Final Charter for Working Group

  In the open Internet, making a meaningful choice about the handling
  of content requires an assessment of its safety or "trustworthiness".
  This can be based on a trust metric for the owner (identity) of an
  identifier associated with the content, to distinguish (likely)
  good actors from bad actors.  The generic term for such information
  is "reputation".  This working group will develop mechanisms for
  reputation reporting by independent services.  One mechanism will be
  for a basic assessment of trustworthiness.  Another will provide a
  range of attribute/value data that is used as input to such an
  assessment.  Each service determines the attributes it reports.

  Various mechanisms have been developed for associating a verified
  identifier with email content, such as with SPF (RFC4408) and DKIM
  (RFC4871).  An existing reputation query mechanism is
  Vouch-by-Reference (RFC5518). It provides a simple Boolean
  response concerning a domain name used for email.  The current working
  group effort will expand upon this, to support additional
  applications -- such as Web pages and hosts -- and a wider range of
  reporting information.

  Given the recent adoption of domain name verification for email,
  by SPF and DKIM, the most obvious initial use case for reputation is
  for email.  Inbound email filters that perform message authentication
  can obtain a verified domain name and then consult a reputation

service
provider to make a determination (perhaps also based on other
factors) of whether or not the content is desirable and take
appropriate action with respect to delivery, routing or rejection.

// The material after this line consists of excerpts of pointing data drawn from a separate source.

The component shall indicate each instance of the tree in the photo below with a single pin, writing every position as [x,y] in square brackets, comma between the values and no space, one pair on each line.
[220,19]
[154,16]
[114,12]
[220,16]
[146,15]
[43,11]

  Another possible use case is identity-based evaluation of web
  content using technologies such as the DKIM-derived DOSETA
  (work in progress).

  This working group will produce specifications (targeting the
  standards track, though the working group will determine the
  appropriate status) for:

     * the detailed requirements for reporting

     * an end-to-end system architecture in which reporting occurs

     * the mechanisms and formats for reporting

  Two mechanisms are under consideration:

     * simple -- a reputation is expressed in a simple manner,
                 via records in the DNS
             (see draft-kucherawy-reputation-query-dns)

     * extended -- a response can contain more complex information
               useful to an assessor, reported over HTTP using
                   an encoding such as XML or JSON
               (see draft-kucherawy-reputation-query-http)

  The syntactic and semantic aspects of mechanisms and formats will be
  designed to be application-independent and portable (i.e., reputation
  provider-independent).  By distinguishing reporting information
  (format) from reporting mechanism (channel), the specifications
  will permit adaptation to support reporting through additional
  channels.  Limited application-specific tailoring will be
  provided for email, to demonstrate the approach, which can be
  applied for supporting additional applications.  The design and
  specification will also permit adaptation to support reporting
  through additional transport channels.

  Items that are specifically out of scope for this work:

     * Specific actions to be taken in response to a reputation reply.
       It is up to assessors (i.e., the consumers of reputation data)
       to determine this.  Non-normative illustrations, however, can
           be included to demonstrate possible uses of reputation data
       in a particular context.

     * Selection of what data might be valid as the subject of a
       reputation query.  It is up to reputation service providers and
       assessors to select which qualities of a body of data might
       be useful input to reputation evaluation.

     * Concerns about methods of verifying domain names that are used
       for email reputation.  A verified domain name is a starting point
       for this work; the means by which it was obtained and the
       "meaning" of the name or its verification are matters for
       discussion elsewhere.

     * Algorithms to be applied to aggregated feedback in order to
       compute reputations.  These are part of a back-end system,

usually
proprietary, and not appropriate for specification as part of
a query/reply framework and protocol.

  The initial draft set:
      draft-kucherawy-reputation-model
      draft-kucherawy-reputation-media-type
      draft-kucherawy-reputation-query-http
      draft-kucherawy-reputation-query-dns
      draft-kucherawy-reputation-query-udp
      draft-kucherawy-reputation-vocab-identity

Milestones

Date Milestone Associated documents
Jul 2012 Specification for the extended query mechanism, to the IESG for publication.
Jul 2012 Specification defining the simple query mechanism, to the IESG for publication.
May 2012 Informational document, defining the vocabulary for providing reputation in the email sphere, to the IESG for publication.
Mar 2012 Specification for the multi-attribute reporting data structure, to the IESG for publication.
Mar 2012 Informational document, defining the problem space and solution architecture, to the IESG for publication.